One poster complained that the idea of trying to bring back the secret ID for
Ray Palmer was stupid, and that evolved into a general discussion of how hard
it is to keep a secret ID in the internet age. I suggested someone (who I
called the Obfuscator) might be going around faking pics of various heroes
unmasking, in order to make it less likely that real evidence would be
believed.
Since my main desktop was still in the shop for repairs and I couldn't
indulge my superhero jones with City of Heroes, I decided to turn the joke
into an actual part of ASH lore with a short story. I picked most of the
names from Warden #10, plus used Louie on the grounds that he seemed the most
likely existing hero to be involved in something like this. And because it
let me build to that last line. I wanted to avoid making up entirely new
people for this story, and this sort of thing is why I maintain the various
rosters. ;)
Is Louie still around as part of the community of ACs that Netwalker
met? Maybe, but probably not. He actually had an "artificial Magene"
of
sorts thanks to some Probability Capacitors scrounged up from another
reality, so he might've had to go bye-bye in 1998 too. Or maybe he blew up
one last time. He did that a lot. Okay, a lot of characters in my ASH
campaign got blown to pieces, but the robots and cyborgs got it worse than
most, since they could be reassembled.
============================================================================
For all the back issues, plus additional background information, art,
and more, go to http://www.eyrie.org/~dvandom/ASH !

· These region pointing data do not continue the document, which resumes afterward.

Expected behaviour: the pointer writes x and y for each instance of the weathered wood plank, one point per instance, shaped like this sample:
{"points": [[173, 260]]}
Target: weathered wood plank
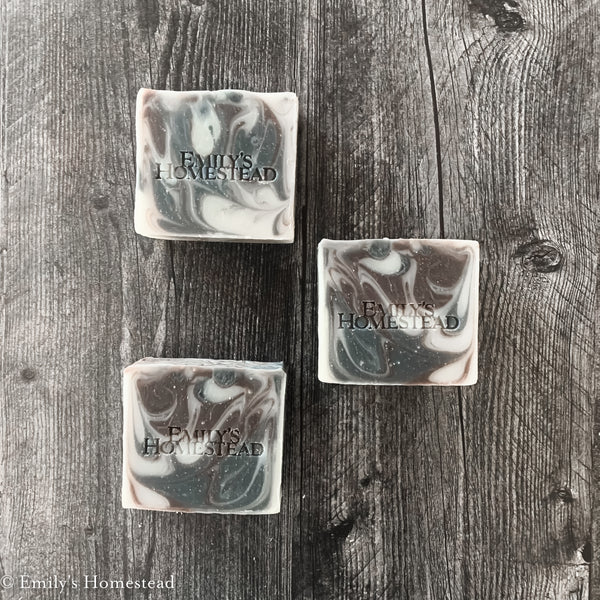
{"points": [[461, 120]]}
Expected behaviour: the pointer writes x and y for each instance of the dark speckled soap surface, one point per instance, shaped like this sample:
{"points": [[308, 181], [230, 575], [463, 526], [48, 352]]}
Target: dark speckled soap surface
{"points": [[398, 311], [203, 435], [216, 165]]}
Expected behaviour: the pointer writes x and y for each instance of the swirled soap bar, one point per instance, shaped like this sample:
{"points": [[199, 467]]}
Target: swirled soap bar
{"points": [[203, 435], [216, 166], [398, 312]]}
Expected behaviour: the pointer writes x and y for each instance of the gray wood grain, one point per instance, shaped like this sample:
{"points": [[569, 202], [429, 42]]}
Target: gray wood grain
{"points": [[472, 120]]}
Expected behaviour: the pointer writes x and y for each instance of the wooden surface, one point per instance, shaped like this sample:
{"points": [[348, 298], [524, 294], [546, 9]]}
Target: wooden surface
{"points": [[474, 120]]}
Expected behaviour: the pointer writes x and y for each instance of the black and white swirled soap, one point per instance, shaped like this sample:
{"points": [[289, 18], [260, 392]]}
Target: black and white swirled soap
{"points": [[398, 312], [216, 165], [203, 435]]}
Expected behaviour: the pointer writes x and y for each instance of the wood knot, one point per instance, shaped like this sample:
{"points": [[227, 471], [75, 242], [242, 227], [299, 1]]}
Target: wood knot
{"points": [[587, 553], [100, 202], [341, 531], [543, 256], [28, 374]]}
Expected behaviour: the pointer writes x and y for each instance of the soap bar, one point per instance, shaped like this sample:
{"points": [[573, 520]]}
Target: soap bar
{"points": [[398, 312], [216, 166], [203, 435]]}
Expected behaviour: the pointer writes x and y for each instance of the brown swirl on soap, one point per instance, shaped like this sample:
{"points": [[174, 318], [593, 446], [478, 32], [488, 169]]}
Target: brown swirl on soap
{"points": [[176, 198], [202, 439], [398, 312]]}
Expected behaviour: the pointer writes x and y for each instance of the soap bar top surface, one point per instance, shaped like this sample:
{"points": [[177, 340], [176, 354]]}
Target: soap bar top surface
{"points": [[203, 435], [216, 165], [398, 312]]}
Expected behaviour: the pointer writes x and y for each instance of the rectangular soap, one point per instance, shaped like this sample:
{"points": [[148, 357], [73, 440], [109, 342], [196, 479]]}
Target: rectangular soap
{"points": [[203, 435], [216, 165], [398, 311]]}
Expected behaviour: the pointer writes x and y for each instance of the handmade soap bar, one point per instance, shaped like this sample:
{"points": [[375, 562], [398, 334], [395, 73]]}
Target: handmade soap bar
{"points": [[216, 166], [203, 435], [398, 312]]}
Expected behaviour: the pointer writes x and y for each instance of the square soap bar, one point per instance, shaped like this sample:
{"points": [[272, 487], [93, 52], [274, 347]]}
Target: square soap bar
{"points": [[398, 312], [203, 435], [216, 166]]}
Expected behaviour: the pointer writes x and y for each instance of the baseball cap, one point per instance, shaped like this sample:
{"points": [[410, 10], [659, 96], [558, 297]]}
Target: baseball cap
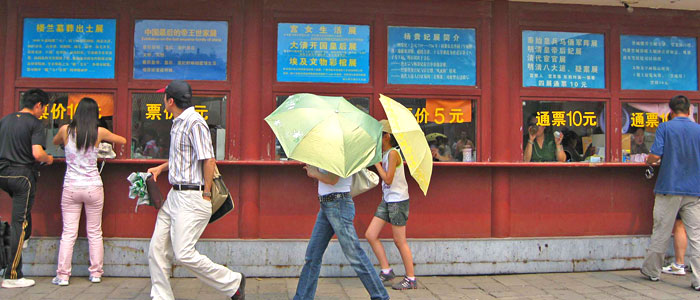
{"points": [[178, 89], [385, 126]]}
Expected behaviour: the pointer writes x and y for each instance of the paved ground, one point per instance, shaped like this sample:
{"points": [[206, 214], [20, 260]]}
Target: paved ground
{"points": [[570, 286]]}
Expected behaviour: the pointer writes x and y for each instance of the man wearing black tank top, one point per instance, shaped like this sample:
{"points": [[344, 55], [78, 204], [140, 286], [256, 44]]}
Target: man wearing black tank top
{"points": [[22, 140]]}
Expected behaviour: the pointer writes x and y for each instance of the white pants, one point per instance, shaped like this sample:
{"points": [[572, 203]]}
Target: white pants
{"points": [[180, 223]]}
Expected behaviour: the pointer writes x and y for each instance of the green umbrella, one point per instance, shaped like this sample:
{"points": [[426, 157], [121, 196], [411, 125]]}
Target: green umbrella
{"points": [[327, 132]]}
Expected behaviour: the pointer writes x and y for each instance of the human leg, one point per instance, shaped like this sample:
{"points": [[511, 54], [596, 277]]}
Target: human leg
{"points": [[21, 186], [71, 206], [160, 255], [341, 215], [190, 216], [372, 236], [94, 204], [680, 241], [320, 236], [690, 214], [665, 209]]}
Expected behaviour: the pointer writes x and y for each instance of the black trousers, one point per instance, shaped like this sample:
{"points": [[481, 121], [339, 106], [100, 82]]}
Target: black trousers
{"points": [[20, 183]]}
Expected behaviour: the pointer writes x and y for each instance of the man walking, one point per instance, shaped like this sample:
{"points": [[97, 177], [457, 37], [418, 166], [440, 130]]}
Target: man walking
{"points": [[677, 145], [22, 141], [187, 209]]}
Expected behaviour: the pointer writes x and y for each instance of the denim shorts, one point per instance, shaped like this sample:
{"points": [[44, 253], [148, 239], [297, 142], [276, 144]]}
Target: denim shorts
{"points": [[395, 213]]}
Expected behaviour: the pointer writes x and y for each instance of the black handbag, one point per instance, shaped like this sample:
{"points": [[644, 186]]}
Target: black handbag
{"points": [[5, 251]]}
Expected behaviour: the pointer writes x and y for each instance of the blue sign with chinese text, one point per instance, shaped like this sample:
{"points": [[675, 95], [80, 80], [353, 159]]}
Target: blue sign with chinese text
{"points": [[563, 59], [68, 48], [322, 53], [436, 56], [658, 63], [185, 50]]}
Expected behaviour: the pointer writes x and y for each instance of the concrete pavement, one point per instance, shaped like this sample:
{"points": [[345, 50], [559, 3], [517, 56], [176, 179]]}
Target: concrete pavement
{"points": [[571, 286]]}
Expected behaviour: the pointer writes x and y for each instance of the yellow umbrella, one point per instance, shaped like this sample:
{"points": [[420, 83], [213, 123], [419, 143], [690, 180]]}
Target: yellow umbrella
{"points": [[412, 141]]}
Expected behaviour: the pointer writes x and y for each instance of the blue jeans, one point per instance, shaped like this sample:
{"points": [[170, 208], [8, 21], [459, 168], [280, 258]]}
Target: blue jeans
{"points": [[337, 217]]}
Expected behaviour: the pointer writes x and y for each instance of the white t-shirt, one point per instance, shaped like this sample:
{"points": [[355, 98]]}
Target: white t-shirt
{"points": [[342, 186]]}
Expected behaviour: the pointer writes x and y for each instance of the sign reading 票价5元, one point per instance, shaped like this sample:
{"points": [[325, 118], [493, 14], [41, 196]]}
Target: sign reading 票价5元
{"points": [[68, 48], [658, 63], [186, 50], [322, 53], [440, 56], [563, 59]]}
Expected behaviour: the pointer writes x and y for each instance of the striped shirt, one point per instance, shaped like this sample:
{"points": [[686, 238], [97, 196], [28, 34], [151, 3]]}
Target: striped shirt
{"points": [[190, 143]]}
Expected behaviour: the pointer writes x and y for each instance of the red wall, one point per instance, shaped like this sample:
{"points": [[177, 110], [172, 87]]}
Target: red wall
{"points": [[498, 197]]}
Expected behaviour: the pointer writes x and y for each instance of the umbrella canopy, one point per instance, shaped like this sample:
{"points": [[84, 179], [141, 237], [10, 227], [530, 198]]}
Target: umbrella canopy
{"points": [[412, 141], [327, 132]]}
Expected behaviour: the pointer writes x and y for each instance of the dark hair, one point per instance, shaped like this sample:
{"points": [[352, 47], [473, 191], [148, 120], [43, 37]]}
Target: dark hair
{"points": [[34, 96], [392, 141], [84, 124], [679, 104], [181, 104]]}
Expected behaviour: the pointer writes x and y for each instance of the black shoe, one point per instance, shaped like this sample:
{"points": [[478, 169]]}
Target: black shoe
{"points": [[240, 293], [387, 278]]}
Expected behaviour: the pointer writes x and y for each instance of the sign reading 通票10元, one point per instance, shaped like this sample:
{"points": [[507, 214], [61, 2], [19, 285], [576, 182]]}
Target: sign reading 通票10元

To discuss this issue or any others, either just hit "followup"
to this
post, or check out our Yahoo discussion group, which can be found at
http://groups.yahoo.com/group/ash_stories/ !
There's also a LiveJournal interest group for ASH, check it out at
http://www.livejournal.com/interests.bml?int=academy+of+super-heroes (if
you're on Facebook instead, there's an Academy of Super-Heroes group
there
too).
============================================================================
On Fri, 20 Aug 2010 03:05:25 +0000 (UTC), Dave Van Domelen wrote:
> When you got down to it, almost none of NYC's vigilantes
> were all that brutal. The DSHA and NYPD had ways to make things unpleasant
> for people who crossed too many lines.
Interesting.
> Sproinger went the
> other way, acting like a goof to lull his opponents into making mistakes,
> failing to take him seriously.
Awesome! I'd like to see more of this guy. Whatever happens to him,
anyway?
> "We call it chaffing, Sproinger. I, and some like-minded superhumans
> with major technical skills but a distressing tendency to become
> incapacitated in combat decided that we could better serve the greater good
> by protecting the lives and reputations of the ones who were more suited to
> direct action. It used to be that a good mask and some basic precautions
> could keep an identity secret, especially if you had the authorities on your
> side to help suppress things."
Very nice.
> "You know what they say, Peter...on the internet, nobody knows
you're a
> dog. Or a Lupine Unit."
Wonk wonk waaaaaaa
> Just a quick vignette expanding on an idea I had last week in response
> to a thread on Livejournal building off my review of Adventure Comics #517.
> One poster complained that the idea of trying to bring back the secret ID for
> Ray Palmer was stupid, and that evolved into a general discussion of how hard
> it is to keep a secret ID in the internet age. I suggested someone (who I
> called the Obfuscator) might be going around faking pics of various heroes
> unmasking, in order to make it less likely that real evidence would be
> believed.
Makes sense. *coughcoughOracle'sjobcoughcough*
> And because it
> let me build to that last line. I wanted to avoid making up entirely new
> people for this story, and this sort of thing is why I maintain the various
> rosters. ;)
Continuity! Woo!
Andrew "NO .SIG MAN" "Juan" Perron, foobar!